In Brazil, the Landless Worker’s Movement uses direct action techniques to fight for land rights, agrarian reform, and popular control of natural resources. In Ecuador, campesinos are resisting open pit copper mining and spreading grassroots environmentalism to protect their right to healthy, strong communities. In Argentina, workers are waging constant legal battles to defend their right to employment and recuperate closed factories. In Mexico, the Zapatistas weather constant persecution as they organize the Left “from the bottom up” and fight for rights of indigenous autonomy and land reform. In the US, undocumented immigrants create rich communities despite ever larger raids which seek to tear them apart. In Colombia, the Nasa Indians and other communities struggle for their right to peacefully remain on their land and stay out of Colombia’s conflict, despite violent repression from paramilitaries, the FARC and government forces.

All these people have been declared “illegal”, be it for occupying vacant lands, refusing to accept displacement and pollution, taking collective ownership of factories, asserting autonomy and good government, trying to make a living, or for just refusing to take sides.

Their fight is born of poverty, but their solutions are the innovative models of democracy that will spearhead this century’s social justice movements.

The movement of movements is also born of something stronger than poverty: human dignity. In the words of Rolando, “People are creatures of habit, and we accustom ourselves to bearing many things. But we believe that dignity is something they can never touch; it’s what makes us raise our heads and fight to survive….God must need us for something, so while we can stand up, while we can fight, here we’ll be. We’ve got a lot to do.”

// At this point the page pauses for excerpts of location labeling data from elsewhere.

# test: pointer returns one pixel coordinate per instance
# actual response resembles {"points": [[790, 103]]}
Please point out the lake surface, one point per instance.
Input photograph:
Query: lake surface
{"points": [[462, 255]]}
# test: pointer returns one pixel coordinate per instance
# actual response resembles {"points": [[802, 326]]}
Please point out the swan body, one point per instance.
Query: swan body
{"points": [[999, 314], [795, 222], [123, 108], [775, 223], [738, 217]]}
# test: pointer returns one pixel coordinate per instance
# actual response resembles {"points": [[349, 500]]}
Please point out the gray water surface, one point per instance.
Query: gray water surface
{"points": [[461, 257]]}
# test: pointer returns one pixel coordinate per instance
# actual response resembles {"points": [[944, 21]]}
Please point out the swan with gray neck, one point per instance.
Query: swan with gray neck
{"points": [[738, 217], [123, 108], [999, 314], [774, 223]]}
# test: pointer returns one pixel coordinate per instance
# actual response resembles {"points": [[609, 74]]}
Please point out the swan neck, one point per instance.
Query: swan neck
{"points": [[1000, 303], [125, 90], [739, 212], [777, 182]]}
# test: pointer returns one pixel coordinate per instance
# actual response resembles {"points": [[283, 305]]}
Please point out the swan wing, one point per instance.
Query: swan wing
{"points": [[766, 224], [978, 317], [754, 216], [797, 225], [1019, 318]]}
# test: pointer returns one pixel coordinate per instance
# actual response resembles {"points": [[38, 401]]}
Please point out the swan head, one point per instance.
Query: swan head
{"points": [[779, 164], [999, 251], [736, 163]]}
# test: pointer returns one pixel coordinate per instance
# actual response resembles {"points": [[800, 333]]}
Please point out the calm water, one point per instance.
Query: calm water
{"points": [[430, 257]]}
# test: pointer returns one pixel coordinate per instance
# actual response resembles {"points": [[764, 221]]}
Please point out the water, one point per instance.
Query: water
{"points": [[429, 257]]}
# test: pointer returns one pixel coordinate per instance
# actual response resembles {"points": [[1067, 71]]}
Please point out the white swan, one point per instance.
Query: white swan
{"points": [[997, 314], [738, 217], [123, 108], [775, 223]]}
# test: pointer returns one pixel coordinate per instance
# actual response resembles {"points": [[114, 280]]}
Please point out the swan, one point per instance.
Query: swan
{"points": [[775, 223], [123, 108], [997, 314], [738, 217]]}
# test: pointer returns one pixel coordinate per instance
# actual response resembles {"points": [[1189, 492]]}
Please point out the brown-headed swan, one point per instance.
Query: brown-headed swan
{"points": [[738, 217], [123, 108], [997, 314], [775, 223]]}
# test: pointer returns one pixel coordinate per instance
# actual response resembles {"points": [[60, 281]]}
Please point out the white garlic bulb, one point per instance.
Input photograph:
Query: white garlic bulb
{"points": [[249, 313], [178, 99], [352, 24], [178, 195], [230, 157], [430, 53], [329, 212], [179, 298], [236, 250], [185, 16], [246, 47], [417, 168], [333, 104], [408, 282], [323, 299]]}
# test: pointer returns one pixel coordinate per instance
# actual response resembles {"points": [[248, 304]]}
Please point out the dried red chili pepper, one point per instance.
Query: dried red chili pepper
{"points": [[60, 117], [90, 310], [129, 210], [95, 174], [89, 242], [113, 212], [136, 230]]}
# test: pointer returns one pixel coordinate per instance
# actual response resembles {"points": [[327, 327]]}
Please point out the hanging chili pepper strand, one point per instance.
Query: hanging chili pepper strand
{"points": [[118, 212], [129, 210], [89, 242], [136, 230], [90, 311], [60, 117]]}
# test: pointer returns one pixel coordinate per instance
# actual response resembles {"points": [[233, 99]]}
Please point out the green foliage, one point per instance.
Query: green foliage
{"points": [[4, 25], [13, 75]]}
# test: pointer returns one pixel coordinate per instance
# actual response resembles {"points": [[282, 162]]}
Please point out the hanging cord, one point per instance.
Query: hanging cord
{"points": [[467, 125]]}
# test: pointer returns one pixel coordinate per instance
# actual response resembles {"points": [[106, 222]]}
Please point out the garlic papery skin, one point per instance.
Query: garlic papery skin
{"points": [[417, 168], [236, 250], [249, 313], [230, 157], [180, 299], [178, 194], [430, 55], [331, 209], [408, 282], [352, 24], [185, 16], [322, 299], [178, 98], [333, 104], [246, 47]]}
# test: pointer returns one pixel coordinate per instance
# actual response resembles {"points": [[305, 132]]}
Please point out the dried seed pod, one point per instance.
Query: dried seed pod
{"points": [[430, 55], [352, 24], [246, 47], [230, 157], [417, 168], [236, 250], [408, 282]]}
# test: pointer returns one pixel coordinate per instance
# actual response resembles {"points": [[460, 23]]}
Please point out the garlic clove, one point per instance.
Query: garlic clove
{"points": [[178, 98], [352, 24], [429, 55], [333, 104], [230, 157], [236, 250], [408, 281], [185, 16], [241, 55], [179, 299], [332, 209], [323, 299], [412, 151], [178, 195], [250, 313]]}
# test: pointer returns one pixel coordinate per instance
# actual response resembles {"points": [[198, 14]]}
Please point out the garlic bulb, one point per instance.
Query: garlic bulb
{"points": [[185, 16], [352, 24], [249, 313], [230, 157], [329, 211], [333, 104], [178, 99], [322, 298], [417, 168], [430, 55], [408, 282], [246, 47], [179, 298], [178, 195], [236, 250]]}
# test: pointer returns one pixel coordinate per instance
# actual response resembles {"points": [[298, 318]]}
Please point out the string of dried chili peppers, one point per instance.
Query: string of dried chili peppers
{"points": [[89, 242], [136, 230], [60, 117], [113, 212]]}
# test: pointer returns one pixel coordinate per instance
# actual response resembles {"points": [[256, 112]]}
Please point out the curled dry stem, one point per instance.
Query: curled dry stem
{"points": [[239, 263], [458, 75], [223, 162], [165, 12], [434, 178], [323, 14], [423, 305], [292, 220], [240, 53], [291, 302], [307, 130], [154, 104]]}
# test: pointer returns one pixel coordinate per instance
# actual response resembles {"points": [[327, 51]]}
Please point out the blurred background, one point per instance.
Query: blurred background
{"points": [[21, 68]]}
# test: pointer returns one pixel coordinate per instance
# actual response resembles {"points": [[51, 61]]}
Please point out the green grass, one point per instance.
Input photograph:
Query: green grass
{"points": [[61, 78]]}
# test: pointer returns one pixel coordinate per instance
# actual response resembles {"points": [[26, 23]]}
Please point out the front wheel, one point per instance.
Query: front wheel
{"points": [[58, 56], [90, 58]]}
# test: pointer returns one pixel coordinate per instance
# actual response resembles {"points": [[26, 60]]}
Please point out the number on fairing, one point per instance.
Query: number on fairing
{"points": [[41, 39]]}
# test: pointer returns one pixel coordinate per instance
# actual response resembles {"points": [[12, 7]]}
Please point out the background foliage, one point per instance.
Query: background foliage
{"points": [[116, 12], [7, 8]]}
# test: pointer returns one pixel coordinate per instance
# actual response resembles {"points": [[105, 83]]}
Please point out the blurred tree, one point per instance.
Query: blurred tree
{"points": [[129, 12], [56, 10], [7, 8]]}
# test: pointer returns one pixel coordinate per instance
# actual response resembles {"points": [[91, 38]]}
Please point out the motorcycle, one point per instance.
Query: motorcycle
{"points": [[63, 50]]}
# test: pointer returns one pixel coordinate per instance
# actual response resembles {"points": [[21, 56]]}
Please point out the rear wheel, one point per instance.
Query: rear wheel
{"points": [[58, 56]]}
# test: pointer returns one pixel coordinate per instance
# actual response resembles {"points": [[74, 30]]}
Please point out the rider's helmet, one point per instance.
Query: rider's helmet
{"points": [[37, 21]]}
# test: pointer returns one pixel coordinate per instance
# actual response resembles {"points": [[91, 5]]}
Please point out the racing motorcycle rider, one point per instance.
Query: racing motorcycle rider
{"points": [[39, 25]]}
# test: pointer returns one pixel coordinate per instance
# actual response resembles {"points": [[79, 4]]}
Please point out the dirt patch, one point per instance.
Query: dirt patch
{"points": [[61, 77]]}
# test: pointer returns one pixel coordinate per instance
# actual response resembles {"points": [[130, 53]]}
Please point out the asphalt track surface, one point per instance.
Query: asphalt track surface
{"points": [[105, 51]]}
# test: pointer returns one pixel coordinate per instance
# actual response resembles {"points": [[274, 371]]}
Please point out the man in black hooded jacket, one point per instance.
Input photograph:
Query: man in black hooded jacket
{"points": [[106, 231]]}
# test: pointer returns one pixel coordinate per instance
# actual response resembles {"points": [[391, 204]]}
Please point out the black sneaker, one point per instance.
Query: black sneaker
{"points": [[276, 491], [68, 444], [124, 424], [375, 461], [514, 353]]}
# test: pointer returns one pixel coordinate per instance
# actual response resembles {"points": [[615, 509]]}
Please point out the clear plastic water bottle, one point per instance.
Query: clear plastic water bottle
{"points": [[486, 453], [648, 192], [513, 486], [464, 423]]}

Stuart Schussler was a Fulbright scholar in Ecuador, where he worked with refugees in Quito. He was also a human rights observer with the Intag Solidarity Network in Intag, Ecuador, where peasant ecologists fight to protect their land from open-pit copper mining. He can be reached at stuartcan4(at)yahoo(dot)com.

Notes:

1 This pyramidal conception of citizenship rights comes from Marshall, Thomas Humphrey (1965), Class, Citizenship and Social Development, Anchor Books.

2 Bryan Turner writes about the stereotypical roles expected of citizens in “The Erosion of Citizenship” (2001), British Journal of Sociology 52(2).